Both the Daytona’s, though, have a Gore-Tex membrane, so they can get warm in the hottest weather, although I’ve never been anywhere so hot that I found mine to be a problem.
But another option would be Rokker’s Urban Racers. They’re certainly better looking. They don’t even look like a bike boot. But the reason we suggest them is that the leather they’re made from is waterproof treated at the tanning stage. They are surprisingly waterproof. Sean, our shop manager, commutes 45 miles either way all through the winter, and he swears that his pinkies never get wet in his. But because they don’t have a membrane, they’re nice and breathable in the summer.
The other boot that you could consider is the TCX Clima. Now, this is the very definition of ‘summer waterproof’. It is a Gore-Tex boot, but it has loads of venting in the sole, to help you stay cool. The only problem might be the cold weather but, in truth, as with all boots, regulating the temperature is down to the socks you wear. In the summer, thin socks; in the winter, thick ones. Not rocket science.

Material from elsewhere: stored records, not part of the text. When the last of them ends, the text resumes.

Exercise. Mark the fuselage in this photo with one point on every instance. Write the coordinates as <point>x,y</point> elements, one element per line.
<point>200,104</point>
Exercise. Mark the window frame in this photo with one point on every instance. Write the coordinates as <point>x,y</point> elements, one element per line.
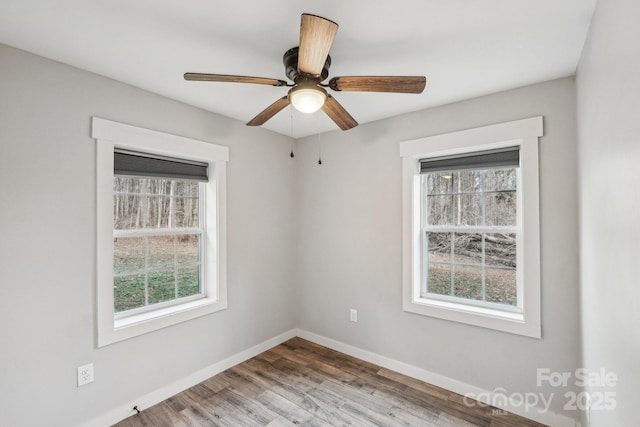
<point>109,135</point>
<point>522,133</point>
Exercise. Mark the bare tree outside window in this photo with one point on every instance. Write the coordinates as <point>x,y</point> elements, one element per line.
<point>157,233</point>
<point>470,224</point>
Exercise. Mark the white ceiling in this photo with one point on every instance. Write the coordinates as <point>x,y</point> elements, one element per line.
<point>466,48</point>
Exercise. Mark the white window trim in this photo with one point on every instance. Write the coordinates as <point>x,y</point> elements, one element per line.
<point>109,135</point>
<point>523,133</point>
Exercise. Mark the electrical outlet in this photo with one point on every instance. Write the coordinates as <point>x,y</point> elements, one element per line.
<point>85,374</point>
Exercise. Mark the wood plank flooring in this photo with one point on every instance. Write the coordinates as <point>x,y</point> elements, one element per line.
<point>299,383</point>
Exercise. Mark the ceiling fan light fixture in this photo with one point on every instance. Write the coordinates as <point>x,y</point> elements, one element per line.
<point>307,98</point>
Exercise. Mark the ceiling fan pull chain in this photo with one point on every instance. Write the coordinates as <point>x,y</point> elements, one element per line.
<point>319,142</point>
<point>291,113</point>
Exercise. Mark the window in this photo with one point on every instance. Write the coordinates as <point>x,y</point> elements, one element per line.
<point>471,227</point>
<point>161,230</point>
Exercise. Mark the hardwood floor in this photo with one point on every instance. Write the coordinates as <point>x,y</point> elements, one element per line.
<point>305,384</point>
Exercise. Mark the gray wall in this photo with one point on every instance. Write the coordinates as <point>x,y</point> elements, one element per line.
<point>608,90</point>
<point>47,245</point>
<point>350,245</point>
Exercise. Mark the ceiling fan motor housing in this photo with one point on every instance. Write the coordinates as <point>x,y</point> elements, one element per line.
<point>290,60</point>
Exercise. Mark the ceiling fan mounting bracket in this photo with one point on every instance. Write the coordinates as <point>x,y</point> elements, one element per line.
<point>290,60</point>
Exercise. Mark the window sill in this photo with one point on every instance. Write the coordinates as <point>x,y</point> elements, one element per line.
<point>132,326</point>
<point>506,321</point>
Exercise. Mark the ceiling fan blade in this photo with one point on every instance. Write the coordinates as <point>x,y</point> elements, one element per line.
<point>316,38</point>
<point>233,79</point>
<point>395,84</point>
<point>269,112</point>
<point>338,114</point>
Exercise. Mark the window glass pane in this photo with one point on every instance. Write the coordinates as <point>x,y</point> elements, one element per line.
<point>467,209</point>
<point>188,246</point>
<point>467,181</point>
<point>439,279</point>
<point>158,212</point>
<point>161,286</point>
<point>500,208</point>
<point>188,281</point>
<point>186,188</point>
<point>501,286</point>
<point>129,202</point>
<point>128,254</point>
<point>439,247</point>
<point>500,250</point>
<point>467,248</point>
<point>140,206</point>
<point>187,212</point>
<point>161,251</point>
<point>467,282</point>
<point>439,210</point>
<point>439,182</point>
<point>500,179</point>
<point>128,292</point>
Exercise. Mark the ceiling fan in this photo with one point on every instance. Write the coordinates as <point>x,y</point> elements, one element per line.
<point>308,66</point>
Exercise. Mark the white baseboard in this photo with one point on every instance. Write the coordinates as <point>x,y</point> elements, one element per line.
<point>125,410</point>
<point>450,384</point>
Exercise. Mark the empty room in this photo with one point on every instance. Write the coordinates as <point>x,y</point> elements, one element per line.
<point>319,213</point>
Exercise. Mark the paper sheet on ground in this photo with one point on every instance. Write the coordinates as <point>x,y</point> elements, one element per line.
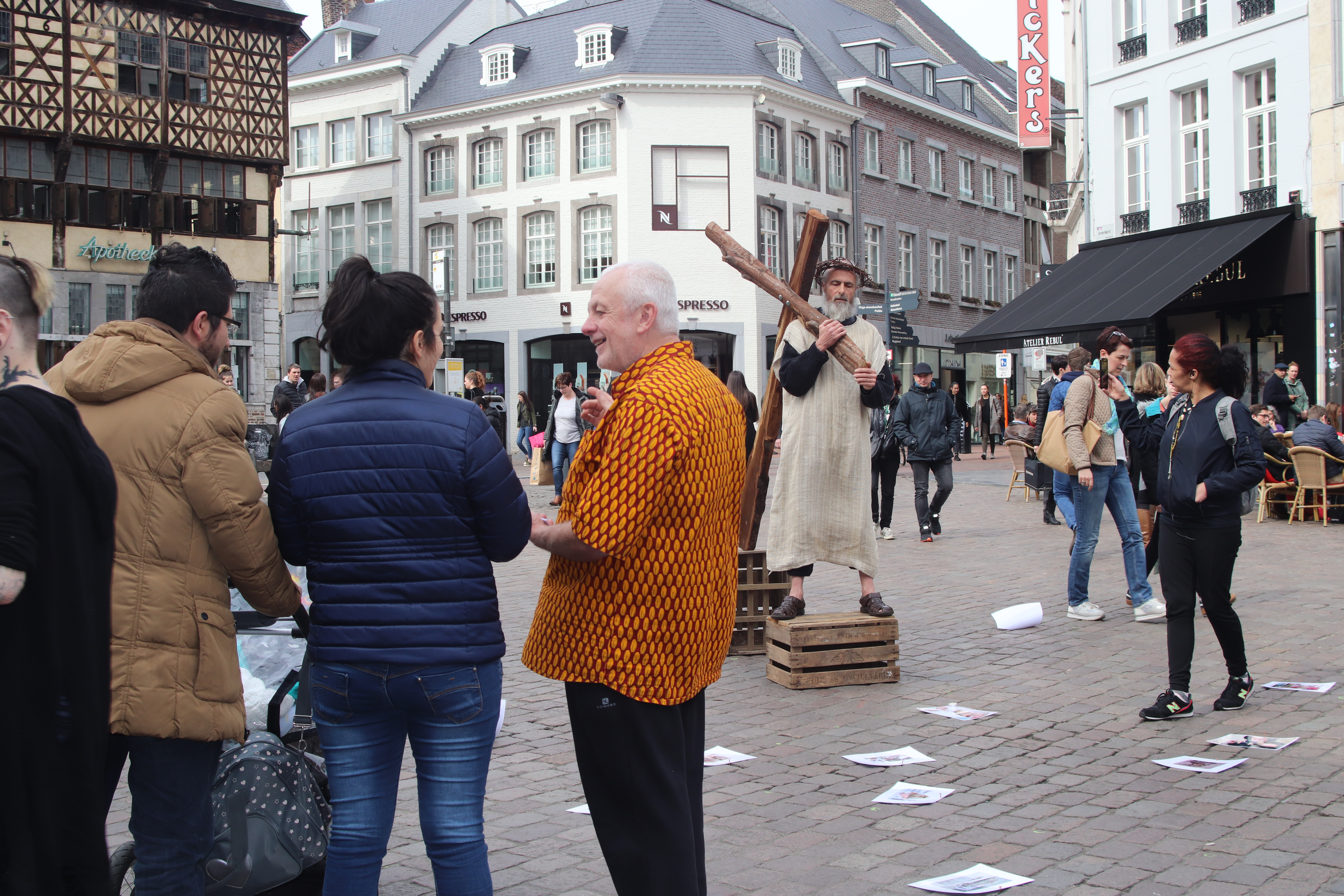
<point>960,714</point>
<point>1253,742</point>
<point>722,757</point>
<point>978,879</point>
<point>905,795</point>
<point>1314,687</point>
<point>1200,764</point>
<point>888,758</point>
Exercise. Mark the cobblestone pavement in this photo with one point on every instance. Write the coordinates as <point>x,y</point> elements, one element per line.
<point>1058,786</point>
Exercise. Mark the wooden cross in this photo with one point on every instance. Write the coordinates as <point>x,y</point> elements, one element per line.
<point>795,297</point>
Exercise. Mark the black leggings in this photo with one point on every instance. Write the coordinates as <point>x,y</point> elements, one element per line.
<point>1200,561</point>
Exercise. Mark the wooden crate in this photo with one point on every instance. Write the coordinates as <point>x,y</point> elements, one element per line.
<point>833,649</point>
<point>760,593</point>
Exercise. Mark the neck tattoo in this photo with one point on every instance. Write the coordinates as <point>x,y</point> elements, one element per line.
<point>13,375</point>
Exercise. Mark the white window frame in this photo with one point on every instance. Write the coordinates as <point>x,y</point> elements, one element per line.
<point>378,136</point>
<point>443,257</point>
<point>440,170</point>
<point>489,163</point>
<point>1261,128</point>
<point>596,146</point>
<point>769,240</point>
<point>1194,144</point>
<point>490,256</point>
<point>1135,129</point>
<point>596,244</point>
<point>307,154</point>
<point>542,269</point>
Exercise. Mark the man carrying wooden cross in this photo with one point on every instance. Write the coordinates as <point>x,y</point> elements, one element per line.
<point>821,508</point>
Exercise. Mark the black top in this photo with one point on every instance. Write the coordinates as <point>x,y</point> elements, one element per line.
<point>57,503</point>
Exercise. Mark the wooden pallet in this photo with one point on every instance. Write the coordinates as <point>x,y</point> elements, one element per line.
<point>833,649</point>
<point>760,592</point>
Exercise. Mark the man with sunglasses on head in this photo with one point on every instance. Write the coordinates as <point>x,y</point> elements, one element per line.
<point>189,519</point>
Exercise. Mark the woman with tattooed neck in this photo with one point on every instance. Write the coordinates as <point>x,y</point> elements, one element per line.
<point>57,502</point>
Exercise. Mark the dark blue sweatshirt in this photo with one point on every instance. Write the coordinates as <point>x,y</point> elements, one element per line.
<point>1201,456</point>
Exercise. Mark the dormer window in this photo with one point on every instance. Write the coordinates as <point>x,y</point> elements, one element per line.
<point>596,45</point>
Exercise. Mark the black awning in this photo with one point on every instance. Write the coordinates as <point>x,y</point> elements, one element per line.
<point>1119,281</point>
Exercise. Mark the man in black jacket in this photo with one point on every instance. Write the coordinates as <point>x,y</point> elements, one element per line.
<point>1044,393</point>
<point>927,424</point>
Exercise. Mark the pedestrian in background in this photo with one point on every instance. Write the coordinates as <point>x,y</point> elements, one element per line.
<point>190,519</point>
<point>739,386</point>
<point>990,416</point>
<point>57,503</point>
<point>1103,483</point>
<point>398,526</point>
<point>1201,480</point>
<point>636,609</point>
<point>526,417</point>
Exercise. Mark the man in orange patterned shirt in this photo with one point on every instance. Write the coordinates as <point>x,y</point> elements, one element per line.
<point>636,610</point>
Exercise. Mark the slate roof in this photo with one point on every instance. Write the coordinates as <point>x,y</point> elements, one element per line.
<point>404,26</point>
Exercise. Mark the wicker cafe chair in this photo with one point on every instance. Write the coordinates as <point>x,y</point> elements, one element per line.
<point>1311,477</point>
<point>1267,491</point>
<point>1019,450</point>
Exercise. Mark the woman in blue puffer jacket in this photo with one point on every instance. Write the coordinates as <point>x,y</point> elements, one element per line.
<point>398,499</point>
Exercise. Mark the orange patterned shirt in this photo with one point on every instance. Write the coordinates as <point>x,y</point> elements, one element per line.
<point>658,488</point>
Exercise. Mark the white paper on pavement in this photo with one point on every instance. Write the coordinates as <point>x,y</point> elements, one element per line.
<point>1253,742</point>
<point>888,758</point>
<point>905,795</point>
<point>1200,764</point>
<point>1314,687</point>
<point>1023,616</point>
<point>960,714</point>
<point>978,879</point>
<point>722,757</point>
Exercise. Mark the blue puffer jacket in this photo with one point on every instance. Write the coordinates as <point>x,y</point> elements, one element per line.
<point>397,499</point>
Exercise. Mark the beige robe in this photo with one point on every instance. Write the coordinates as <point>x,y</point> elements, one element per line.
<point>821,512</point>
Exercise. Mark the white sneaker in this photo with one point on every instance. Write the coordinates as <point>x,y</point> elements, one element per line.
<point>1087,610</point>
<point>1151,612</point>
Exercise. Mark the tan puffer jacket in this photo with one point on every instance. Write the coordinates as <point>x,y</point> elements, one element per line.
<point>189,516</point>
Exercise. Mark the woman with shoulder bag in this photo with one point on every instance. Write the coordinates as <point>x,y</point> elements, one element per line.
<point>1202,476</point>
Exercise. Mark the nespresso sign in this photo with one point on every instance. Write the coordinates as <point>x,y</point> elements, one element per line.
<point>96,253</point>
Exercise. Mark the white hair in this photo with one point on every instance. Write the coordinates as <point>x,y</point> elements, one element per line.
<point>647,283</point>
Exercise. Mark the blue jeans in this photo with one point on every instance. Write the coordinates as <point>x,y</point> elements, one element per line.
<point>365,714</point>
<point>1111,489</point>
<point>171,817</point>
<point>1065,499</point>
<point>562,454</point>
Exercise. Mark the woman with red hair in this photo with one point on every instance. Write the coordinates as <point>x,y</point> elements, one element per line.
<point>1201,479</point>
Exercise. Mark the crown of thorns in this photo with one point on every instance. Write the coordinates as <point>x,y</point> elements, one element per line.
<point>842,264</point>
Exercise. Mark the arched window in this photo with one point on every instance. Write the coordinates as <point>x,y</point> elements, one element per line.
<point>490,163</point>
<point>596,233</point>
<point>490,254</point>
<point>443,258</point>
<point>541,249</point>
<point>541,154</point>
<point>596,146</point>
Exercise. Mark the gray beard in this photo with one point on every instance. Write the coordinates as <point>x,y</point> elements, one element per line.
<point>838,311</point>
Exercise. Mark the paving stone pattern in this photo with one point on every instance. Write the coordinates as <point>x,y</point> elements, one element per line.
<point>1058,786</point>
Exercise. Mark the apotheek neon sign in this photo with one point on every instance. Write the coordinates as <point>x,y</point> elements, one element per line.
<point>96,253</point>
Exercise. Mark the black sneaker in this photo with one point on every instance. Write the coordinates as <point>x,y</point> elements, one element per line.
<point>1236,692</point>
<point>1169,707</point>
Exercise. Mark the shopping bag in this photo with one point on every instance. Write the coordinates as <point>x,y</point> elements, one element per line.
<point>542,473</point>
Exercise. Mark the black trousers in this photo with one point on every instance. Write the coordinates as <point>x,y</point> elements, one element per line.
<point>885,480</point>
<point>1200,561</point>
<point>943,475</point>
<point>643,772</point>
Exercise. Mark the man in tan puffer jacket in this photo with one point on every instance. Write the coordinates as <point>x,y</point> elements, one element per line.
<point>189,519</point>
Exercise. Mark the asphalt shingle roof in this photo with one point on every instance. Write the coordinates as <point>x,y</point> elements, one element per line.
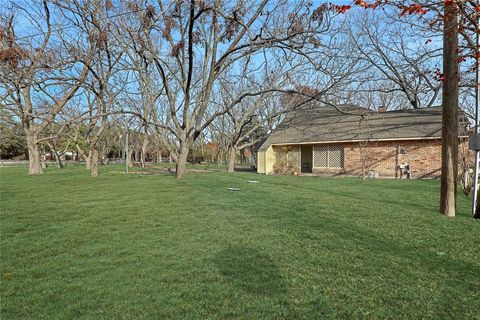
<point>351,123</point>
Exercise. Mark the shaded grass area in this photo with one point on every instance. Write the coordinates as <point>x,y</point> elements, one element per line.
<point>150,247</point>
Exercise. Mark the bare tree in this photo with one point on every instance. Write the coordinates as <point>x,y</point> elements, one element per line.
<point>192,43</point>
<point>40,75</point>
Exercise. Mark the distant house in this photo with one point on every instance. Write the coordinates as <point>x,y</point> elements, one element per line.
<point>354,141</point>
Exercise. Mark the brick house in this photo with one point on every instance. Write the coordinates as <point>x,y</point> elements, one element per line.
<point>351,140</point>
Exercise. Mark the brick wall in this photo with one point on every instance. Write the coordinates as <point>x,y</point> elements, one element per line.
<point>423,156</point>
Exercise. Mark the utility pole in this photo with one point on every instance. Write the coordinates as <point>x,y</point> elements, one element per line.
<point>475,204</point>
<point>448,185</point>
<point>127,154</point>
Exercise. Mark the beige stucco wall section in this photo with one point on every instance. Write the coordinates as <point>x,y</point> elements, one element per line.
<point>269,160</point>
<point>265,161</point>
<point>261,161</point>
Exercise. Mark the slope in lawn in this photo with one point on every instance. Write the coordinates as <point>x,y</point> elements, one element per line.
<point>148,246</point>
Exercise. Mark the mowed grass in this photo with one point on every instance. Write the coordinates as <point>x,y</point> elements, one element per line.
<point>150,247</point>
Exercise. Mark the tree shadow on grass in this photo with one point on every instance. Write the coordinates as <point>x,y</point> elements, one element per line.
<point>250,270</point>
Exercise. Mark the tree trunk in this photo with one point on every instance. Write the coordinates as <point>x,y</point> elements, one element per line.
<point>130,158</point>
<point>143,153</point>
<point>182,161</point>
<point>42,159</point>
<point>232,155</point>
<point>54,151</point>
<point>159,157</point>
<point>34,157</point>
<point>448,189</point>
<point>94,162</point>
<point>88,160</point>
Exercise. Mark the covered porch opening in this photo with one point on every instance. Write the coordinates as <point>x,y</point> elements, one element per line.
<point>306,155</point>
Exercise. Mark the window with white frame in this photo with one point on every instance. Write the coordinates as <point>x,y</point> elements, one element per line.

So that’s it. We admit that our proposition is a different one. You won’t find it being recommended by many dealers, but then again most dealers simply don’t have access to the clever, technical solutions that we do.
‘Thinking outside the box’ is a bit of a cliché, and for that reason, I don’t like to use it or refer to it. But actually, in this instance, it more than adequately describes our approach.